How solid should it be?
Patio covers come in many styles, but basically two types…open lattice and solid. There are some motorized products that open and close, but we’ll leave those out for this particular discussion. Actually, since this particular topic is, essentially, “Which solid should I buy?” I’m leaving lattice particulars for another time as well. Solid patio covers provide complete shade, as opposed to the aforementioned open lattice, and currently come in three basic styles. These are the standard, a.k.a traditional, patio cover, along with the flat pan patio cover and the insulated roof panel (IRP) patio cover. Each has their merits and drawbacks, which I’ll touch on here.The standard patio cover has been around for a long time, and is still what many people think of when patio covers are brought up. They have a heavier, more industrial look, with “W” or “double V” pan designs. The top structure is usually flat finished with no embossing, and comes in a limited number of colors. Scroll posts are often seen holding these covers up, although there some more modern options available these days. Standard covers are usually the most economical option when purchasing, because the manufacturing process has less steps, and there is little or no trim on the basic model.The flat pan patio cover is the next step in the evolution of this kind of structure. Aluminum is embossed with a wood grain texture and roll formed into six-, eight-, or twelve-inch panels or “pans” that interlock to form the roof of the patio cover. Paint is baked on at the factory, often with additives to resist wear and fading, giving the opportunity for the manufacturer to offer a limited lifetime warranty. These covers require minimal care compared to their wooden counterparts…no rot, sagging, peeling paint, etc. Just wash it once in a while to maintain its gloss. Somewhat more expensive than the standard cover, the flat pan style offers a much more modern look, with several trim styles and colors to more fit an individual home and backyard setting.

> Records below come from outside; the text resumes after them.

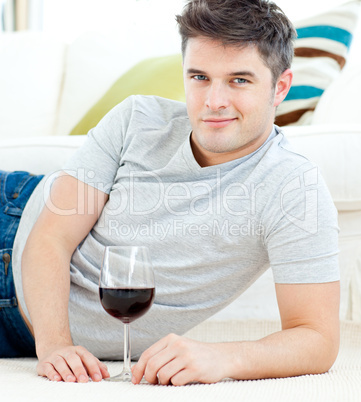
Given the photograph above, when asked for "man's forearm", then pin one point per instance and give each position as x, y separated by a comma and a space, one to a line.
178, 360
290, 352
46, 283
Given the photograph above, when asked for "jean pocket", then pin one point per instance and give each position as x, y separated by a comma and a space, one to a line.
12, 210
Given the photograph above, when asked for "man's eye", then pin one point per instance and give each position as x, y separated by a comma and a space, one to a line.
199, 77
240, 80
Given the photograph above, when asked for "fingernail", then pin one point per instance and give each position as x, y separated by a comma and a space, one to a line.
82, 378
97, 377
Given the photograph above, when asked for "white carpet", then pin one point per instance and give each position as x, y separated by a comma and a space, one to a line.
19, 382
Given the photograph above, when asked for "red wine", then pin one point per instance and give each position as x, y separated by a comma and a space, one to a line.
126, 304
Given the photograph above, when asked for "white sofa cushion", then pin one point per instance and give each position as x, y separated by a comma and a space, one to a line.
38, 155
335, 149
31, 73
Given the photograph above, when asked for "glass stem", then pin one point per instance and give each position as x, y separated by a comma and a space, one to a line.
126, 367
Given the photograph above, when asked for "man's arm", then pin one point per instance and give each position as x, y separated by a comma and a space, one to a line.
307, 344
71, 212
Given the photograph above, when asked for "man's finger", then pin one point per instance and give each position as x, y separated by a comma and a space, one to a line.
138, 369
96, 370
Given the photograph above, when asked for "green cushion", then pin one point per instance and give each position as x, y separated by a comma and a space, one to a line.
160, 76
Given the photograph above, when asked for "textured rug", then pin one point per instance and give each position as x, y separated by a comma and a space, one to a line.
19, 382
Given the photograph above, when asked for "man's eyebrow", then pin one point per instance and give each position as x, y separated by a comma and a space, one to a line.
231, 74
195, 71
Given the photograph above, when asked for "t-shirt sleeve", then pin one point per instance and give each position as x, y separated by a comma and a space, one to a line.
96, 162
301, 233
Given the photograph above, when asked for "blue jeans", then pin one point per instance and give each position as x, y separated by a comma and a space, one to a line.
15, 190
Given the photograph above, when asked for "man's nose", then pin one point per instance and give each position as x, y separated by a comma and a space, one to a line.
217, 97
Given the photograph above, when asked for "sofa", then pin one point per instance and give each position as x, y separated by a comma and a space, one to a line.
48, 87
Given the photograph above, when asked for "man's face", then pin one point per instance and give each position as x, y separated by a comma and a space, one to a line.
230, 100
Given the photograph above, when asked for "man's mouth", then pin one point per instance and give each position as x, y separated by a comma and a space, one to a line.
218, 122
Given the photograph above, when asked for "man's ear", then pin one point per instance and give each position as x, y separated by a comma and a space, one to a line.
283, 86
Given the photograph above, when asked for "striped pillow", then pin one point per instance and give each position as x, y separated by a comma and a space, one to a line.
320, 53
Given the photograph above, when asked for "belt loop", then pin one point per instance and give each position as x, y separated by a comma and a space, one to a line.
6, 259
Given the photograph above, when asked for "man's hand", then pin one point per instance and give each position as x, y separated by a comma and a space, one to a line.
71, 364
177, 360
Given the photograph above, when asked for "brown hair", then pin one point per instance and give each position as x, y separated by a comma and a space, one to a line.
240, 23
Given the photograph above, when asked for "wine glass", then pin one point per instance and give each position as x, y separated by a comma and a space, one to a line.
126, 290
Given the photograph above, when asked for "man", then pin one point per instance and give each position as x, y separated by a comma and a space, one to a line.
213, 190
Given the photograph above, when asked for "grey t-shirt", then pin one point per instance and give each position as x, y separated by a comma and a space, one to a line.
211, 231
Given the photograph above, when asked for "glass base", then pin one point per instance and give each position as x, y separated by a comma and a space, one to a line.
124, 376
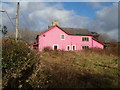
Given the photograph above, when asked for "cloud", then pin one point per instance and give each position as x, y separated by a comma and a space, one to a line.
37, 16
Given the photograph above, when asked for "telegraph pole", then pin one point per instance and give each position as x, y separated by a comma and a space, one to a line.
17, 20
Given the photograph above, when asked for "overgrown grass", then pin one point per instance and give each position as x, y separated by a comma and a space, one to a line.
58, 69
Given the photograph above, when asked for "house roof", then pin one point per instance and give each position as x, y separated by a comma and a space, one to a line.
76, 31
72, 31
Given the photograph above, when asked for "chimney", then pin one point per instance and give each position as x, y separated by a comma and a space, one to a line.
54, 23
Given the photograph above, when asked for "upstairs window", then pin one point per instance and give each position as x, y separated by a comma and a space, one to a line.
85, 47
55, 47
85, 39
62, 37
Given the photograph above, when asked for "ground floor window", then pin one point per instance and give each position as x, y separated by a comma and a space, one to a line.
85, 47
55, 47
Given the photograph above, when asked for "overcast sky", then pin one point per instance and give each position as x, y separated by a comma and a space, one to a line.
101, 17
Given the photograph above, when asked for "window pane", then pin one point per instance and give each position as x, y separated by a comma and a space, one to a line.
85, 38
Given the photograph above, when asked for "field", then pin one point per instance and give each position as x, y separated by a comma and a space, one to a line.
25, 68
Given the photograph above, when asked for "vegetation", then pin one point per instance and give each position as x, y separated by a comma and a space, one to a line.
24, 68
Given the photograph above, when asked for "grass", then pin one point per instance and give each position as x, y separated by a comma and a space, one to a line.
58, 69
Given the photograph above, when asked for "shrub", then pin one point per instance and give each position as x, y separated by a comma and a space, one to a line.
16, 57
47, 49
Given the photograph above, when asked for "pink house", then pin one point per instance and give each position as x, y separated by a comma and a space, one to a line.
59, 38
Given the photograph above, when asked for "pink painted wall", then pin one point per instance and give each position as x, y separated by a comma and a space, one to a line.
52, 37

Then there is the insulated roof panel, or IRP patio cover. Considered the most “finished”looking of all the choices, the IRP option is also the most expensive of the three. It does offer a smoother presentation, with two- to four-foot wide panels of foam insulation bonded with embossed aluminum skins, so there is only one joint every few feet instead of every half-foot or so. The thickness of the panels depends on the projection of your cover…the further it extends from the house, the thicker it needs to be. A big plus for some people who choose the IRP cover is that you can walk on it. This is possible with the flat pan if you use a board or sheet of plywood to spread your weight, but being able to climb up and clean or retrieve objects without having to take extra measures is a bonus for some.
So which to buy? I hate to take the cop out that it comes down to personal preference, but now at least you have some checks and balances to apply. Cost, style and durability are the most frequent topics discussed during the sales process, and this purchase essentially comes down to your budget and desires along those lines. So, visit the websites of the companies who make the products to compare, visit any available showrooms to see and touch the products for yourself, and then have a representative come and give you that free estimate. Have your questions ready, be comfortable with the answers they give you, and enjoy your patio cover purchase for many years to come!